BTW a "choke" collar is also used absolutely WRONG if it is used to CHOKE a dog - with both of them the correction is given with a snap and then the leash is relaxed. NO CHOKING!


----------



## GregK (Sep 4, 2006)

jakes mom said:


> All the qualified trainers we sort help from had no more joy than we did. Our poor dog was yanked about and practically choked, and it made no difference whatsoever. Even a retired Instructor of Police Dog handlers had no joy.
> .


I'm sorry you had to experience this. 

Sure is hard to find a good trainer!!!


----------



## mtmarabianz (Jan 7, 2010)

I think the OP is a troll, I do not buy this story!!


----------



## mtmarabianz (Jan 7, 2010)

1) The story is Bizarre

2) No one puts a dog above their children's well being

3) If you do, no help on an internet forum

4) It's not the dog's fault, It is always the Owner's


----------



## CarrieJ (Feb 22, 2011)

Well, different situation. This woman was later arrested and charged with manslaughter.
She put HER needs above both her dogs and her childrens' needs and well being. She was later found to be under the influence.

Fatal Dog Mauling Of Toddler Determined To Be An Accident - San Diego News Story - KGTV San Diego

This story only warranted a small paragraph on page ten of our local paper when it happened.

Oh, wait....yet another woman putting her needs and her breeding pair of dogs before her childs needs and well being.

Mother Pleads Not Guilty In Fatal Dog Mauling | www.ktvu.com

who locks the kid up and leaves the dogs loose?

I also would like to bring it back to the original point of SOA/SRS 
(sudden onset aggression/sudden rage syndrome) Unexplicable explosions of aggression.
It's thought to be a seizure activity in the brain or brought on by hyperthyroidism.
Dyes in dog foods are also thought to contribute to cancers and scientists are currently studying the link between seizures and the dyes and preservatives added to commercial dog food. 
I don't believe that the OP is a troll. 
I don't believe that the thread had anything to do with how to walk my dog on a leash. I could be wrong; I do skim stuff from time to time and some things I blatantly ignore.
I do believe that this dog (Jake) has a serious medical condition, (common in Springer Spaniels) that puts her in a difficult/sad situation.


----------



## jakes mom (Feb 29, 2012)

CarrieJ said:


> Well, different situation. This woman was later arrested and charged with manslaughter.
> She put HER needs above both her dogs and her childrens' needs and well being. She was later found to be under the influence.
> 
> Fatal Dog Mauling Of Toddler Determined To Be An Accident - San Diego News Story - KGTV San Diego
> ...


 

:shocked::shocked: *Good grief Carrie, I'm so sorry, I didn't mean that. I clearly need to go back to school and learn how to phrase things better*. 
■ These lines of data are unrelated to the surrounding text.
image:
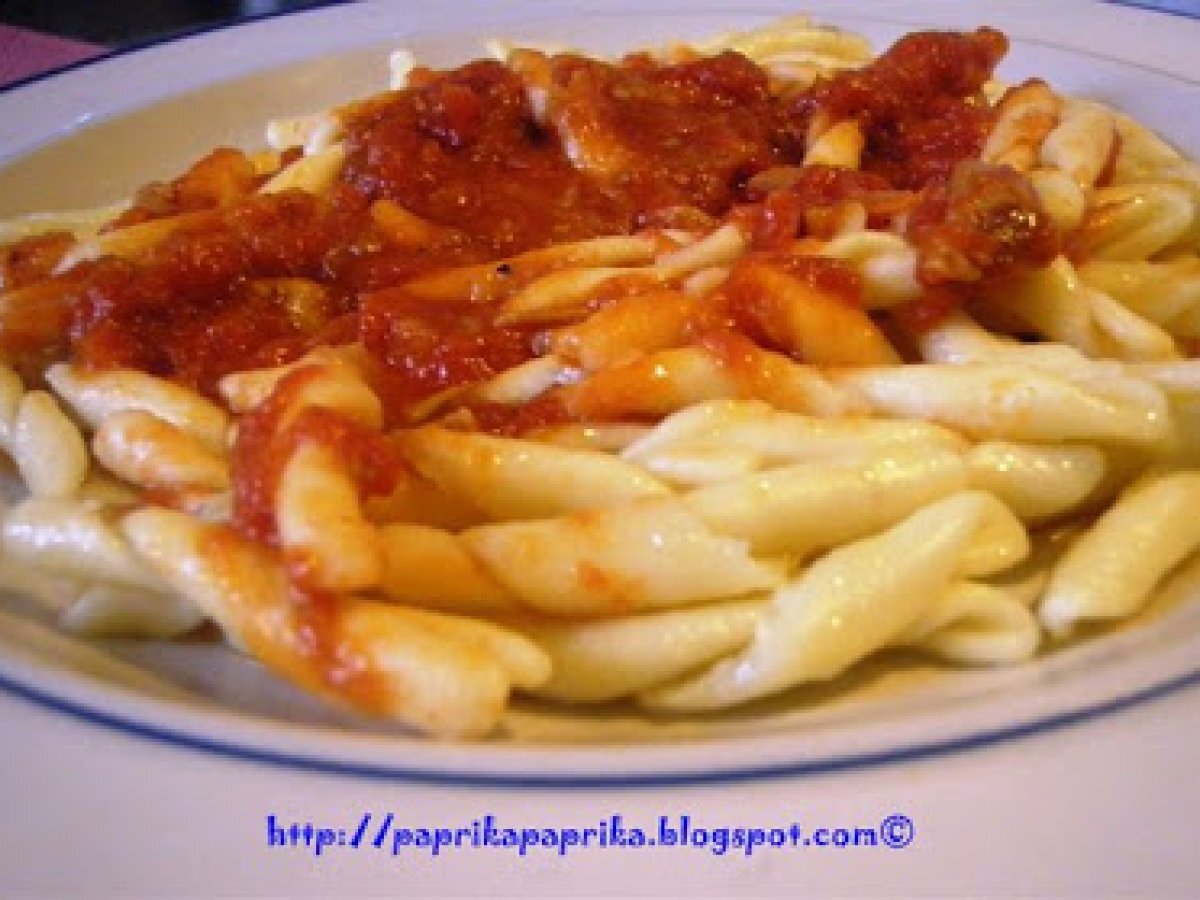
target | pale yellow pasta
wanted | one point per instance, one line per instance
(1061, 196)
(796, 48)
(886, 263)
(121, 611)
(801, 509)
(648, 553)
(46, 445)
(523, 383)
(1019, 403)
(735, 473)
(1026, 114)
(841, 144)
(322, 527)
(1037, 481)
(313, 174)
(1167, 293)
(430, 568)
(1056, 304)
(525, 479)
(94, 396)
(767, 436)
(977, 624)
(129, 241)
(66, 537)
(1111, 569)
(144, 450)
(606, 659)
(1139, 221)
(246, 390)
(313, 132)
(433, 675)
(857, 600)
(1081, 143)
*Our children's safety comes first to both of us. *

*Only John and I live at our house.*

*When any of the children visit - Jake is locked out. *

Please re-read my posts and come back to me if you think there's anything I haven't explained very well. 

Sue.


----------



## CarrieJ (Feb 22, 2011)

mtmarabianz said:


> 1) The story is Bizarre
> 
> 2) *No one puts a dog above their children's well being*
> 
> ...


Aw, I'm sorry Jakesmom.
It was this post and the one that accused you of being a troll. It slightly frosted my cake so to speak.
My response was meant more in your defense as opposed to attacking you. I definitely should have clarified better.
Apologies.


----------



## jakes mom (Feb 29, 2012)

So glad we're ok, Carrie.

For the benefit of anyone else who misunderstood me.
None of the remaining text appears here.